Busting the Myth: How Much Can Newborns Really Hear?

Posted on May 5th, 2022 by

Written by Emmie, Emma, Kieran, and Logann


Baby wearing headphones

Atchoo420, Public domain, via Wikimedia Commons

Have you ever seen expecting mothers talking to their baby? Maybe even putting headphones playing Mozart melodies on their pregnant belly? Oftentimes they do this so that their baby recognizes their voice once they are born. Some believe that by listening to Mozart their baby will be smarter. However, often misinformation is spread about  what babies can actually hear when they are born. There is a great deal of information on what babies can and can’t hear, but much of it is not available directly to the parent. In efforts to help parents better understand what their babies can and cannot hear when they are born, researchers have found ways to conduct hearing screenings to see how well their infant can hear. Through this hearing screening, parents are able to know if their baby is going to be deaf, have some deafness, or no deafness at all. If the screening shows that the infant is deaf, or has partial deafness, specific early intervention measures can be taken to help the baby develop good language development and communication . 

Beginning at 18 weeks gestation, babies are able to hear their mother’s heartbeat (Shu n.pag). Following those first experiences with hearing, a baby will be able to discern between mother’s heartbeat, her digestive system and the sounds of her voice/other voices at around 27 weeks gestation (Shu n.pag). Once a baby is born, they are able to hear these sounds more clearly. Babies can discern between different voices that are familiar or unknown to them. Newborn babies are able to recognize familiar voices they may have heard in utero as well as familiar songs or tunes they may have experienced in the womb (Hamilton). Although sounds in the womb are muffled, babies are able to recognize these sounds and differentiate between them by 7 months (Hamilton). They react with their own sounds based on the emotion they hear in words spoken to them. Ultimately, a newborn baby can hear fairly well but not perfectly because the middle ear of the baby may still be full of amniotic fluid which can cause hearing to sound especially muffled (Yoshinaga-Itano). 

The typical screening process for newborns starts before the newborn is 1 month old. Many parents will have their newborn screened while in the hospital after birth or at an early checkup (Lewsley). The two standard methods for the hearing screening process are through otoacoustic emissions (OAE), or automated auditory brainstem response (AABR). Both of these methods are harmless to the newborn. The OAE method doesn’t take more than a few minutes to complete; while the AABR method can take anywhere from 1-3 hours. They can both be completed when the newborn is awake or asleep. The OAE method tests the ability of the newborn ear’s response to sounds, usually through visual cues that the newborn is responding; while the AABR method tests the newborn’s brain responses to sound through the use of electrodes that are placed near the ears and forehead. The otoacoustic emissions method is done by inserting a small earpiece, similar to an earbud, into both of the newborn’s ears. These earpieces will make a small clicking sound which will stimulate the cochlea. The same earpieces are used in the AABR method, as well as the electrodes, to measure brain activity in response to the sounds. 

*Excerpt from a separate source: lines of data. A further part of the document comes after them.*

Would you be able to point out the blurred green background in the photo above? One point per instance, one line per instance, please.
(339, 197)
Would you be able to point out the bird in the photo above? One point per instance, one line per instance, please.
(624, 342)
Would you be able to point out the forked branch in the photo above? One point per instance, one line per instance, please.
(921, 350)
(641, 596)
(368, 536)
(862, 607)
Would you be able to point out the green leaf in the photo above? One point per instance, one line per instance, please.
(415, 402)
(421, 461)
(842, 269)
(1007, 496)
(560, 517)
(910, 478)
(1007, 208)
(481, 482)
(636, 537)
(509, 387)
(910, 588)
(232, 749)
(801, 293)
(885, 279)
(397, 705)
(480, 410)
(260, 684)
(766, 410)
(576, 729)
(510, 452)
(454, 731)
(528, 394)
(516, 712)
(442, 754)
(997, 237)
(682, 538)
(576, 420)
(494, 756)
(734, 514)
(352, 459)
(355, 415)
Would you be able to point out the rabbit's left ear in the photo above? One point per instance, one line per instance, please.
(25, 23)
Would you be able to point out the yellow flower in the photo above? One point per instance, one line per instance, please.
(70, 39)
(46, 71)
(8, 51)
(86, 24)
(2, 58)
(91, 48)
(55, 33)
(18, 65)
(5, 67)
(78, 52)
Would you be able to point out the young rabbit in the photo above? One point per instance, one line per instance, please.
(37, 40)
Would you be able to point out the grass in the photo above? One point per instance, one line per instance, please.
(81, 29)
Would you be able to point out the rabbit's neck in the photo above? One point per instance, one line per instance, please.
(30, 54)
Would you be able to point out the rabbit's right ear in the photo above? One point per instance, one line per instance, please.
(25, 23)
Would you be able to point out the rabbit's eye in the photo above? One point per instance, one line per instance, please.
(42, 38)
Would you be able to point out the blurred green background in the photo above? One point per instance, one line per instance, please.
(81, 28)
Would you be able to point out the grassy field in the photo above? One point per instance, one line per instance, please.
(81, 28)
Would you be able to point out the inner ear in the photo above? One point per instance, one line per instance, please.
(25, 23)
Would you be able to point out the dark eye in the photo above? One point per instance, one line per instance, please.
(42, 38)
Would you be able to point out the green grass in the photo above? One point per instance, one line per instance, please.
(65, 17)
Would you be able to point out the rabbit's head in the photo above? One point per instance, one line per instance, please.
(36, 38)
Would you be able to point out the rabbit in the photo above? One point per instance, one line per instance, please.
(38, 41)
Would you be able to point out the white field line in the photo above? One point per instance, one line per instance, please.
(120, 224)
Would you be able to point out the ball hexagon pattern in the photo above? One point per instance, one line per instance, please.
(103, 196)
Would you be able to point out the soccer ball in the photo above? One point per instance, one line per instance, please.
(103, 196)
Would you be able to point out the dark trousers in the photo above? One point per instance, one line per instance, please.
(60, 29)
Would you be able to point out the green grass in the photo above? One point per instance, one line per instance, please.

Clearly, there is plenty of information out there  about the auditory abilities of newborn babies. Unfortunately, this information can be overwhelming, riddled with myths, and inaccessible to the people who need it the most; parents. A parent’s ability to understand their newborn’s auditory functioning is developmentally important and can help guide parents toward the best way to engage with their child, which is why this information must be made accessible and clear for new parents (Lewsley). This can be done most effectively through more comprehensive parent education and increased transparency in the medical field about newborn auditory screening. 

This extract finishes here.